Born in Baltimore, Maryland, Dr. Austrian earned his medical degree at Johns Hopkins University in 1941. He spent time researching pneumococcus in New York before joining the faculty of Penn in 1962. During the 1970s, Dr. Austrian oversaw trials of his vaccine in South Africa where gold miners were particularly susceptible to pneumococcal infections because of crowded conditions and exposure to different types of the bacteria in their new surroundings. Dr. Austrian was not only an exemplary scientist, but he was also an inspiration to others.
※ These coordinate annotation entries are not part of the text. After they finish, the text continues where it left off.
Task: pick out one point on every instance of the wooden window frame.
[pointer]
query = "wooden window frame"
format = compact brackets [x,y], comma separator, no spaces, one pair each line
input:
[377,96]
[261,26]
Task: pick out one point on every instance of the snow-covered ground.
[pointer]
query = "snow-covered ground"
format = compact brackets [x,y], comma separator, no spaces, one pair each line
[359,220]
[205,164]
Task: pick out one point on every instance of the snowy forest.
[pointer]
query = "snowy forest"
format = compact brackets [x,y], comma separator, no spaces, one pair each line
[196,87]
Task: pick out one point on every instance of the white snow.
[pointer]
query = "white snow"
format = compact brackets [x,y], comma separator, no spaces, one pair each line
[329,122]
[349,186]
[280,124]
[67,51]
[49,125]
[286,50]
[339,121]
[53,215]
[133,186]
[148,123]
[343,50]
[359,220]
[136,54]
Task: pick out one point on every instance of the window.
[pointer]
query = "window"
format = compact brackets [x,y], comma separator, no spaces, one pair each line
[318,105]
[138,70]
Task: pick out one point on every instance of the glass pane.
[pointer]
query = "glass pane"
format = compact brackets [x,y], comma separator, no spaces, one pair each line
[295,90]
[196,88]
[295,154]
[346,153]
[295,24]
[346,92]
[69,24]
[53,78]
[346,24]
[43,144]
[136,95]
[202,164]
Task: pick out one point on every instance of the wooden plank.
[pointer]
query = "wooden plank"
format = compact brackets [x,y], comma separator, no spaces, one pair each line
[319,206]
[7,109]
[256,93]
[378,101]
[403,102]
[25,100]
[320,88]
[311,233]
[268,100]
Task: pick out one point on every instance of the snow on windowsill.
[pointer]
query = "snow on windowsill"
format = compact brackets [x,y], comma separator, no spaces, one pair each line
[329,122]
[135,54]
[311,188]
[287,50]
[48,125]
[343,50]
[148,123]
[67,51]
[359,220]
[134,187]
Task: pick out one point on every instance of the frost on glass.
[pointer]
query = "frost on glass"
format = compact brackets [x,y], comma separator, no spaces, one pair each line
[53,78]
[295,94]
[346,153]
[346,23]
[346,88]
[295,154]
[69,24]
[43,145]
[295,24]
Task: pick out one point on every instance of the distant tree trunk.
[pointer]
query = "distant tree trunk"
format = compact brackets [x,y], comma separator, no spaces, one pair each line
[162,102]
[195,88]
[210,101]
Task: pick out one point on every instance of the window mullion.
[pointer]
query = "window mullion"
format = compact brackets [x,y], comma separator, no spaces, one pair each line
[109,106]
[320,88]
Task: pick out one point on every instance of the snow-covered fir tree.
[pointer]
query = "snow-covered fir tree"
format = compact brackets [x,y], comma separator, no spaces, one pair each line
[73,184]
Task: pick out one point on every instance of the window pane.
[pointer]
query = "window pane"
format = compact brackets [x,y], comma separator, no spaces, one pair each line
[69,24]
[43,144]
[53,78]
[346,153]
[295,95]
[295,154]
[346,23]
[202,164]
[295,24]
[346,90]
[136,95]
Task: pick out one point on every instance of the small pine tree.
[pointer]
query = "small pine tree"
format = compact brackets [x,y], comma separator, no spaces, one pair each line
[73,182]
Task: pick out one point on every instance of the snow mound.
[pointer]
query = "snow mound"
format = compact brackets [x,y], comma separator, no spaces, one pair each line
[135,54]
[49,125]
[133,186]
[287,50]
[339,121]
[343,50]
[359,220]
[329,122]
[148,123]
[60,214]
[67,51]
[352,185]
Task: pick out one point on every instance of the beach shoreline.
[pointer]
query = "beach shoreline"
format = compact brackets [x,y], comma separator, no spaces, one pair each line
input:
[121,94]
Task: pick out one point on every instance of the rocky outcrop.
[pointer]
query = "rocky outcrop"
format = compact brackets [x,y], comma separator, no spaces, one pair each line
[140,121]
Dr. Austrian will be missed.

Dr. Maurice Hilleman

On April 11, 2005, the world lost one of its premier vaccine researchers when Dr. Maurice Hilleman died at the age of 85. Dr. Hilleman’s may not have been a household name, but his accomplishments touched every household. He is credited with developing vaccines for measles, mumps, rubella, chickenpox, hepatitis B, hepatitis A, meningococcus, pneumococcus, and Japanese encephalitis virus. He was also the first to show that the influenza virus changes each year in such a way that a previous immunization or episode of disease is not enough to protect someone from getting the flu again. Dr. Hilleman’s work saves about eight million lives every year.

When Dr. Hilleman’s daughter Jeryl Lynn had the mumps, he swabbed the back of her throat and weakened the swabbed virus in his lab to create a vaccine for mumps. Today, 1-year-olds still receive the Jeryl Lynn strain of mumps when they are given the MMR (measles, mumps, and rubella) vaccine. According to James Truslow Adams, “The great use of life is to spend it on something that will outlast it.” Thank you, Dr. Hilleman, for all of your wonderful contributions to the health of children.